ライオンズのドラフトをレビューしてみる

 ライオンズのドラフト会議についての感想を書きます。一位隅田(西日本工業大)、二位佐藤(筑波大)と大学トップクラスのサウスポーを取れただけでも、大勝利ドラフトなのですが、「面白いな」と思ったのは、三位古賀(中央大)の指名でした。

 古賀は大学トップクラスの捕手と聞きます。ツイッターでは、「FA流出を予想される森の備え」という意見も見ましたが、考えていただきたい。もし森が残留して、ライオンズと長期契約を結んだら古賀はどうなるのでしょうか?古賀の指名はそんなに軽いものではないと思うのです。

 むしろ、森に対して「もし残留したら10年は安泰だと思っているだろうが、それは甘い。ボサッとしていたら古賀を使う」というメッセージでしょう。森がライオンズに入団したとき、正捕手だった炭谷は今の森と同じ26歳でした。森もプレッシャーを与えられる歳になったかと思うと、感慨深いですね。

 今は正捕手を固定する時代ではないので、森が休む日に古賀を使うという使い分けもできますし、古賀の打力がよく、たまにしか使わないのはもったいないと判断されたなら、いっそのことコンバートもあるでしょう。古賀は森へのかませ犬として指名したわけではなく、古賀の活かし方まで踏まえた指名だと思うんですよね。

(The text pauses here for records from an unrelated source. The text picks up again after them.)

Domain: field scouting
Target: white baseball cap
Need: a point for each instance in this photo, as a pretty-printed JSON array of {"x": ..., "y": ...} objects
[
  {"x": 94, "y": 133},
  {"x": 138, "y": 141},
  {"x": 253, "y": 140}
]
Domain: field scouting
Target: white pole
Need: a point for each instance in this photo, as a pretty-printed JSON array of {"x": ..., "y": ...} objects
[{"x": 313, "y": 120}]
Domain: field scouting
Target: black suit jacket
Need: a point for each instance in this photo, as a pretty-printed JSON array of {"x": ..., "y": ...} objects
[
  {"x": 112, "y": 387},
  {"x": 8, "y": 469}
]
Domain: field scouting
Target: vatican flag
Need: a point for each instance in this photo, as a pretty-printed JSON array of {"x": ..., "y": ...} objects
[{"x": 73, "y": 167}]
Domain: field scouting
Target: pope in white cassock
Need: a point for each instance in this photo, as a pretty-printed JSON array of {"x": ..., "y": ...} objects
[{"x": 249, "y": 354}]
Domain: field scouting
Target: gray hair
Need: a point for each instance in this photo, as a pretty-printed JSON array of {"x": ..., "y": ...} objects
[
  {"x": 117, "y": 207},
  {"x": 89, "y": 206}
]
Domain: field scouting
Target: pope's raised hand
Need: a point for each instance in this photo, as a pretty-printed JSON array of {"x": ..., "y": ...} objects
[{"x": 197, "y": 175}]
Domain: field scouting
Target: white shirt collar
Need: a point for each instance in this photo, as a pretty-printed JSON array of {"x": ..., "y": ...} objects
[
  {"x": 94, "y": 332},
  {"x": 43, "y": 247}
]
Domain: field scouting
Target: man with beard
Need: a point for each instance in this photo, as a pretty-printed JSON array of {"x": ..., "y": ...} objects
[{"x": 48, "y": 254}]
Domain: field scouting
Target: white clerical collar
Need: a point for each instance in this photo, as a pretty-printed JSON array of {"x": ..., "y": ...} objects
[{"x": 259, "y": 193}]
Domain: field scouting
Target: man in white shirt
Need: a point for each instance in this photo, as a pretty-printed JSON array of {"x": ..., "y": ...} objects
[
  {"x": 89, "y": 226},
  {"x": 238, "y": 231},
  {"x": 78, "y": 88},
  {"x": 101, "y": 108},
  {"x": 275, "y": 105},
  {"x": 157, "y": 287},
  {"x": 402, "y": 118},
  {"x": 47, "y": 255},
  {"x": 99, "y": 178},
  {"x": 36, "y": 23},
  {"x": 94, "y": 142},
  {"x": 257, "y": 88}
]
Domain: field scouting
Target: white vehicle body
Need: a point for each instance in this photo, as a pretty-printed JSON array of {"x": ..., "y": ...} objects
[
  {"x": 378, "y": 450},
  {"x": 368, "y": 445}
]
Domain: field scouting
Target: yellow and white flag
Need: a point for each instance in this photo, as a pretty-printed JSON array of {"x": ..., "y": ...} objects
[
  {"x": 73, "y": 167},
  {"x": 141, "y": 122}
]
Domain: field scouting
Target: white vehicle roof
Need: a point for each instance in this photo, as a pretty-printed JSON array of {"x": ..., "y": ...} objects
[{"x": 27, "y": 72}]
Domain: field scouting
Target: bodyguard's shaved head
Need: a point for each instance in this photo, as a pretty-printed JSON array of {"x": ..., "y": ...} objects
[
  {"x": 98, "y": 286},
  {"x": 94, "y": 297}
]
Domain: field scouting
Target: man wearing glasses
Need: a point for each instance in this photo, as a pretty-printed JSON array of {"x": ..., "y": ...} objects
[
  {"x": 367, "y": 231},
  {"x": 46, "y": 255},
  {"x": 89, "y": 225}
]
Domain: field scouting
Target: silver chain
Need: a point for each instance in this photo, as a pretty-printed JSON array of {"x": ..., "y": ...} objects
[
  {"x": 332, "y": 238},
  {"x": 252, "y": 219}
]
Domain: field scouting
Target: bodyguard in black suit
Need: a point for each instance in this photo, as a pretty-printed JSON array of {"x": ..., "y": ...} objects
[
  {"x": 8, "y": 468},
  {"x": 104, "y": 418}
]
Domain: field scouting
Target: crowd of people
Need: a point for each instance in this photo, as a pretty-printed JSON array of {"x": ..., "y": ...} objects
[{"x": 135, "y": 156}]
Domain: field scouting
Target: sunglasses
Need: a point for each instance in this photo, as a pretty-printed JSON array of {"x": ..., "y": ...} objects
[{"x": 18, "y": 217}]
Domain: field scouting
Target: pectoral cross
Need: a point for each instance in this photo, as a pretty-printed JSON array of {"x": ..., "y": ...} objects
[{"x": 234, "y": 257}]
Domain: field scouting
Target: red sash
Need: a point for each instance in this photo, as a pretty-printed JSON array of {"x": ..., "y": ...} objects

 同時に、古賀が入ることで控え捕手を務める岡田、柘植へプレッシャーを与えるという意味もあります。強いチームを作るには、チーム内の競争を激化しないといけないことをわかっているのは、さすが黄金時代を経験した渡辺GMといったところです。

 伊東勤が1984年に113試合出場した22歳の頃、ライオンズのドライチは大久保でした。このときも、「伊東に恐怖心を与えることで、伊東をレベルアップさせたい。もちろん大久保をかませ犬にするつもりはない、伊東を越えたら正捕手にすればいいし、越えられなかったらコンバートすればいい」という考えが根本にはあったと察せられます。渡辺GMも当然このことは知っているので、同じことをやったと思うのです。

 当時の伊東には恐怖心は感じたはずです。伊東の凄いところは、大久保から和田に到るまであらゆる選手を控え、コンバート、移籍に追いやって、正捕手の座を明け渡すことはなかったところだと思うのです。伊東も「これだけのライバルを倒してきたから、球史に残るレジェンドになれた」と思っているはずでしょう。

 森は古賀を退けることで、球史に残るレジェンドになって欲しいのです。矛盾していますが、古賀が正捕手を掴んで、森がコンバートされるところも見てみたいという気持ちもあります。来季は、両選手とも頑張って欲しいですね。

追記

 伊東は若手に教えたという話は聞いたことがありません。中島聡に教えたという話は聞いたことがありますが、それは98年日本シリーズに勝つためだったし。おそらく伊東は若手に聞かれても、「それはバッテリーコーチに聞いて」とかわしていたと思われます。こういう、「教えることで若手のレベルを上げて、自分のクビを締めることはしない。見て盗め」という話はプロの厳しさを感じさせるので、好きです。

 炭谷が森に教えていたという話を聞いて、「彼は伊東勤の域には達さないだろうな」と残念に思いましたね。もし炭谷が森の質問をかわしていたら、ライオンズで正捕手を務めて、森はコンバートされていたかもしれないですね。